Huffington Post – Tribune d’A. Malafaye « Pourquoi il ne faut pas blâmer ceux qui votent blanc »
Au terme de cette élection présidentielle hors normes, nous pouvons craindre que le quinquennat de François Hollande ne soit le dernier du genre à être « normal ». Les enseignements que nous tirons du premier tour ne sont guère réjouissants. Nous en retiendrons sept.
1. Scrutin après scrutin, la marée contestataire monte inexorablement. Cette fois, elle a emporté les primaires et leurs lauréats, les grands partis traditionnels et nombre de leurs leaders. Il faut dire que l’absence de résultats probants des politiques menées depuis des décennies donne de l’eau au moulin des partis contestataires, à leur vision simplistes et à leurs thèses démagogues. A quoi s’ajoutent des comportements politiques déplacés –ou scandaleux–, cette pratique du pouvoir dans un entre-soi très parisien, et ces visages qui ne changent pas.
2. La France est composée de quatre forces politiques de taille à peu prés équivalentes, sans compter le camp des abstentions, qui vont toutes jouer un rôle de premier plan au cours des années qui viennent.
3. Pour autant, s’il se trouve toujours des inconditionnels et des militants résolus, dans l’ensemble, le cœur des Français ne bat plus pour ses représentants. Le phénomène n’est pas récent mais, quinquennat après quinquennat, le désamour s’amplifie.
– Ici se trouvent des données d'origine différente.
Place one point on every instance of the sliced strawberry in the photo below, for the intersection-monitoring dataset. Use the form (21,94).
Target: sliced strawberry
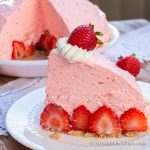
(18,52)
(133,120)
(55,118)
(30,50)
(130,64)
(47,42)
(104,121)
(80,118)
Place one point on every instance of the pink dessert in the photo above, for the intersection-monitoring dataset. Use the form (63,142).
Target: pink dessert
(87,93)
(26,20)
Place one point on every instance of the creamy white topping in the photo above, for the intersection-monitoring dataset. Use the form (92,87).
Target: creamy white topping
(71,53)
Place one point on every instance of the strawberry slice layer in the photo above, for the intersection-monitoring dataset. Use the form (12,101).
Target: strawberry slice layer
(55,118)
(18,52)
(104,121)
(133,120)
(30,50)
(47,42)
(80,118)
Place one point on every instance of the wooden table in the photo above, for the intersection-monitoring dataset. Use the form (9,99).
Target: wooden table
(8,143)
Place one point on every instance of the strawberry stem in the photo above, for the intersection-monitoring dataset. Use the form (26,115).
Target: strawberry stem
(99,42)
(133,55)
(99,33)
(120,57)
(91,25)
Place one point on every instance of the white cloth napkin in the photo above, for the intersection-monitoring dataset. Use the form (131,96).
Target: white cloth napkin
(12,91)
(137,42)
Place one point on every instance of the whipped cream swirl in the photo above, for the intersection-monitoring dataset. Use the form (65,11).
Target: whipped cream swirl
(72,53)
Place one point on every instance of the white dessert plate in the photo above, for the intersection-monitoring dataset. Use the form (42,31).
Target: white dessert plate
(22,122)
(38,68)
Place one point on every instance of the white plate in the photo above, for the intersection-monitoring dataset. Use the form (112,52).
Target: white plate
(38,68)
(22,122)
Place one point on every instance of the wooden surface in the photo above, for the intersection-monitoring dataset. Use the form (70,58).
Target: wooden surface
(8,143)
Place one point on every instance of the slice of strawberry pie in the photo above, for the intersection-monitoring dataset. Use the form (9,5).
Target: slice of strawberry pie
(36,24)
(88,93)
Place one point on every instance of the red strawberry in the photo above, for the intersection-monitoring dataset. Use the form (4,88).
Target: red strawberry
(84,37)
(30,50)
(47,42)
(130,64)
(18,52)
(104,121)
(55,118)
(133,121)
(80,118)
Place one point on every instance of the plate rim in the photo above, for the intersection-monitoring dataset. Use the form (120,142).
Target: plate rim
(27,142)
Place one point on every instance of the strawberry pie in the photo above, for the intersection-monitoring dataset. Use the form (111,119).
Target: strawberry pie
(87,93)
(29,26)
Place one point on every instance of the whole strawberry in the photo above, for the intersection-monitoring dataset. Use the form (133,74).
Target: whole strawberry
(130,64)
(84,37)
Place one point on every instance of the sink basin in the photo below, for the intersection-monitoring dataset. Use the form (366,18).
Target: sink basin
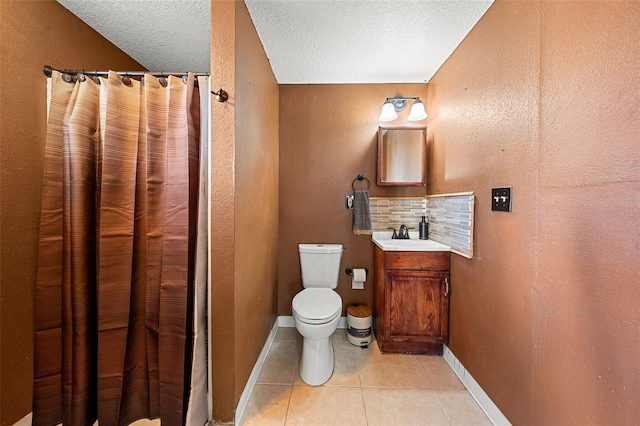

Selon un sondage Ifop pour Synopia réalisé fin mars 2017, rappelons que 40% des Français auraient voté blanc si ce vote avait eu le pouvoir d’invalider l’élection présidentielle.
4. Conséquence logique, il n’y a aucun véritable vainqueur au premier tour. Seulement des qualifiés pour le second. Et des déçus. En dépit du soutien de François Bayrou, Emmanuel Macron recueille moins de voix [1] que François Hollande en 2012 ou Ségolène Royale en 2007.
5. Quant à Marine Le Pen, sa deuxième place et son score de 21,3% (on annonçait 30% il y a encore quelques semaines) ne la mettent pas en situation de remporter l’élection. Mais il n’y a pas de quoi se réjouir, car elle mène la danse de ce deuxième tour, contraignant Emmanuel Macron a réagir à ses provocations et ses « coups tactiques ». Comme le fit Donald Trump avec Hilary Clinton.
6. le Front républicain ne fonctionne plus vraiment. Peut-être faut-il admettre que nous payons le prix de trente années de diabolisation stupide? A force de « crier au loup… », les Français se sont habitués. Or, c’est sur le terrain des idées, des arguments et des réalités qu’il fallait combattre, et non sur celui d’une morale méprisante envers ceux qui choisissent la voie de la rupture, avec sa part d’ombre ou d’inconnue, pour rejeter celle d’une continuité sans issue.
En ce sens, Emmanuel Macron a eu raison d’accepter le débat du 3 mai avec Marine le Pen.
7. La seule bonne nouvelle nous vient des États-Unis. En 100 jours, le principe de réalité a fait voler en éclat plusieurs mesures phares de M. Trump. Ce même principe rattrape Marine Le Pen, qui se voit contrainte de renoncer à la sortie de la zone euro pour tenter de rendre son projet plus crédible et surtout davantage racoleur.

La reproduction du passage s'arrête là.